The Debian release cycle is slow for sure, but it looks far worse than it would due to the vast number of distros now that provide cutting edge packages ASAP. I'm using SuSE 8.2 for a NFS and SAMBA server and have been quite content with the patches provided. On the other hand, I enjoy running slackware as my desktop because it provides a good balance between new and stable (as in not buggy) software.
If I were using SuSE 8.2 as a desktop, I would be disappointed in that SuSE does not upgrade the packages it provides in the release - only patches those versions with security fixes. That being said, I have it installed on my desktop as one of the distros I can boot to and it works quite well even if the packages are older versions.
I have been using linux for 3 years and there has been, IMHO, a lot of progress/change in the GNU software that comes with the distros.
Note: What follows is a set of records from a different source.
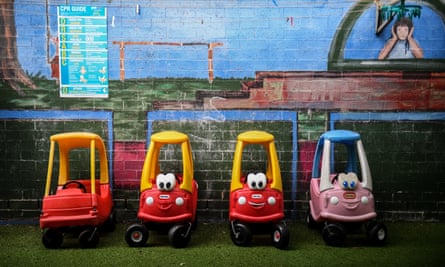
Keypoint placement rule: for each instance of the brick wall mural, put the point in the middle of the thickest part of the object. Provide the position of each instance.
(213, 69)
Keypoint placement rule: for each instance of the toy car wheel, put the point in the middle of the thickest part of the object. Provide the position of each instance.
(89, 238)
(377, 233)
(52, 238)
(333, 234)
(240, 234)
(136, 235)
(311, 223)
(179, 235)
(280, 236)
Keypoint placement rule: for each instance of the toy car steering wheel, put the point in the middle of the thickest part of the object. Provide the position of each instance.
(79, 185)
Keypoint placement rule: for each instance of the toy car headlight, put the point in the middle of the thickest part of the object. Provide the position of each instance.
(179, 201)
(334, 200)
(271, 200)
(149, 200)
(365, 200)
(242, 200)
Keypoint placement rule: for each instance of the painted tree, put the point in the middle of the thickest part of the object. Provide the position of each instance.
(11, 71)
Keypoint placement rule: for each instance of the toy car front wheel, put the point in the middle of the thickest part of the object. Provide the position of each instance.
(240, 234)
(311, 223)
(280, 236)
(136, 235)
(333, 234)
(377, 233)
(52, 238)
(179, 235)
(89, 238)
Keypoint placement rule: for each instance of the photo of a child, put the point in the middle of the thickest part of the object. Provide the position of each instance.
(402, 44)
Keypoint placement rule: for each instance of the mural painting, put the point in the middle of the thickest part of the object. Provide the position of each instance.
(222, 56)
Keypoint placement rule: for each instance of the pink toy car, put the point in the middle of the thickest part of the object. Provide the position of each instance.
(341, 199)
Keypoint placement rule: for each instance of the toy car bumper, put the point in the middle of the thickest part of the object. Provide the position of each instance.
(256, 219)
(357, 218)
(185, 217)
(51, 221)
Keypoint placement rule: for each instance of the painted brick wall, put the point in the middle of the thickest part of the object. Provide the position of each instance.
(258, 38)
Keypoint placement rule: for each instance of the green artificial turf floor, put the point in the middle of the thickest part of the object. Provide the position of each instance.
(408, 244)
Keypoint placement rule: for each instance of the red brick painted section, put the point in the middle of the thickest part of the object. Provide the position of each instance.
(128, 162)
(381, 91)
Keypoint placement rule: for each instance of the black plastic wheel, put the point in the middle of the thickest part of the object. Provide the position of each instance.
(310, 222)
(179, 235)
(280, 236)
(89, 238)
(334, 234)
(240, 234)
(52, 238)
(377, 233)
(136, 235)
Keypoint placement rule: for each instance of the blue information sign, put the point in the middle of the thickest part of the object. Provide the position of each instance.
(83, 48)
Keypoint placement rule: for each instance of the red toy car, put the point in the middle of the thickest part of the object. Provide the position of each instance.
(342, 199)
(80, 205)
(256, 199)
(168, 200)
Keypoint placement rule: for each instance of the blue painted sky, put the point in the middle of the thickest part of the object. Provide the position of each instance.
(257, 35)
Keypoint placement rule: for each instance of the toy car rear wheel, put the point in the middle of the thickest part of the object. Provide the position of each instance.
(280, 236)
(240, 234)
(310, 222)
(52, 238)
(179, 235)
(89, 238)
(334, 234)
(136, 235)
(377, 233)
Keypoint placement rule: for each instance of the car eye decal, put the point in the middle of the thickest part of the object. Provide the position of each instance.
(166, 182)
(348, 181)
While I am unable to compare to what things were like prior to when I first started, it has seemed like a mjority of the upgrades have been worth performing (not just cosmetic) and I have been happily upgrading as soon as things have become available.
Lately though I am becoming weary of all the upgrading - after all, I just upgraded from 98SE to 2000 4 months ago - and I think I am going to get off the upgrade bandwagon and start to be far more selective with what I change.
The point of all this is that, while maybe Debian is taking things a little to far, there are those that are benefitted by a stable (as in non-changing) release. They fullfill a need. If the need is not one of yours (to no one in particular), then a change in distros may be in order.
"When Sarge will be released, it will demonstrate once more that Debian isn't keen on implementing half-hearted solutions or will release without the distribution, the archive and security support in perfect shape," Debian developer Martin "Joey" Schluze said. "This is one of the most important differences to commercial distributions where stuff will be released when the time has come."
"Debian will release the distribution when it is ready and when the infrastructure is in place," he said.